やがて僕の我慢も限界になり、先生に頼んでトイレに行かせて貰ったのだ。
脂汗を浮かばせながら、トイレへ小刻みに急ぐ僕の視界に、一人の女の子が入った。
……それがあの娘だった。あの娘も授業中にトイレに立ったのだろうか。自分の便意を我慢するのに精いっぱいで、気づかなかったけれど。
彼女の足どりはおぼつかず、壁に手をつき、躯を預け、脚を引きずるように歩いていた。
僕には彼女がよほど具合が悪いように見え、自分の便意も一時忘れ、声を掛けようとした。『大丈夫?』と。

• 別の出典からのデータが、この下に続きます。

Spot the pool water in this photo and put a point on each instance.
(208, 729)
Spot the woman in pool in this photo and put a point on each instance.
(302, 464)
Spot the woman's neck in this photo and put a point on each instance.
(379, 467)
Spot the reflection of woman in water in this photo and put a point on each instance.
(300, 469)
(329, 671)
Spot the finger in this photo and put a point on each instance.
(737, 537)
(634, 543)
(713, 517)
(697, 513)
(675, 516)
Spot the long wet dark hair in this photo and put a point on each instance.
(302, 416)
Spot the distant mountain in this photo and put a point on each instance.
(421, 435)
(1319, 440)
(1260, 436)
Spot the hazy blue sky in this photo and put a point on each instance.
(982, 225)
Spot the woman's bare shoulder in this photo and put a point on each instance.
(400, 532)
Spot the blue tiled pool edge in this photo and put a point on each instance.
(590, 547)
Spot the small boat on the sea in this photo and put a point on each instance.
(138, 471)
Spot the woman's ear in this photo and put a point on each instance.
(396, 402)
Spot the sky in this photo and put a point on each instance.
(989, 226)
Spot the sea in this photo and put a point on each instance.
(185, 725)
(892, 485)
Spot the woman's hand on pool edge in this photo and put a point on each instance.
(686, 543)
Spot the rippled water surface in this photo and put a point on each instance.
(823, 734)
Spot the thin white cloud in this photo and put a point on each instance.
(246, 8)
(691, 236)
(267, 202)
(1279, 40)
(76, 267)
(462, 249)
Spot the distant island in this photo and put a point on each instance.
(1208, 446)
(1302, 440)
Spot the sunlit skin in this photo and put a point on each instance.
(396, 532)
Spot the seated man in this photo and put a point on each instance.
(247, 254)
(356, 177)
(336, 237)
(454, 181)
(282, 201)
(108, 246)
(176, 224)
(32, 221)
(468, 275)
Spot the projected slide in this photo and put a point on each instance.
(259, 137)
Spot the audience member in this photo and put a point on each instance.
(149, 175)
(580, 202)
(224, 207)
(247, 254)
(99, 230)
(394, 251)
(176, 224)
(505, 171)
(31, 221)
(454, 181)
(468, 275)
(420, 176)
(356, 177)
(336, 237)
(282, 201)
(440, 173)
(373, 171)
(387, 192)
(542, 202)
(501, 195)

その時だった。僕は彼女の様子が少しおかしいことに気が付いた。
「くっ……はぁっ……ああっ……ん……っはっ……」
確かに苦しそうだが、何か違う。その声は……まるで……
『まさか……な』
クラスの悪友に見せて貰うような、下手なエロ本の記事まがいの妄想を慌てて打ち消し、自分も早くトイレに行こうと歩を進めるために、視界を廊下に移した時だった。
ふと、彼女の足下が目に入った。その足は……何かを消しながら歩いていた。
再び足元を良く見ると、彼女の脚には、きらきらと輝いて見える濡れた筋が幾本かと、スカートの中から、ぱたり……ぱたり……と、滴る雫。
そして、彼女は……その廊下に落ちた雫を、上履きで消しながら歩いていた。
『まさか、そんな!』
打ち消した妄想に近しい推測に呆然とする僕には初めから全く気づかず、彼女は女子トイレの中へ入っていった……。
その日は、それからずっと考え込んでしまった。
どうして彼女は、半分漏れるまで我慢していたんだろう。
いや、それよりも……
どうしてあんな、切なそうな顔をしていたんだろう?
そんなことが、ぐるぐると僕の頭の中を駆けめぐり、ふと、あのときの彼女の横顔が思い浮かんだ。苦しそうな、でも、我慢からの解放とは違う何かを待ち望んでいた様な、艶っぽい様な、でも、どこかに他人を受け入れない怖さがあるような……。
考えれば考えるほど、僕は、心臓の鼓動が早くなっていくのを感じた。
『どうしてこんな気持ちになるんだ?』
それすらも全く分からない。じりじりとした気持ちのまま……僕は、いつの間にか眠っていた。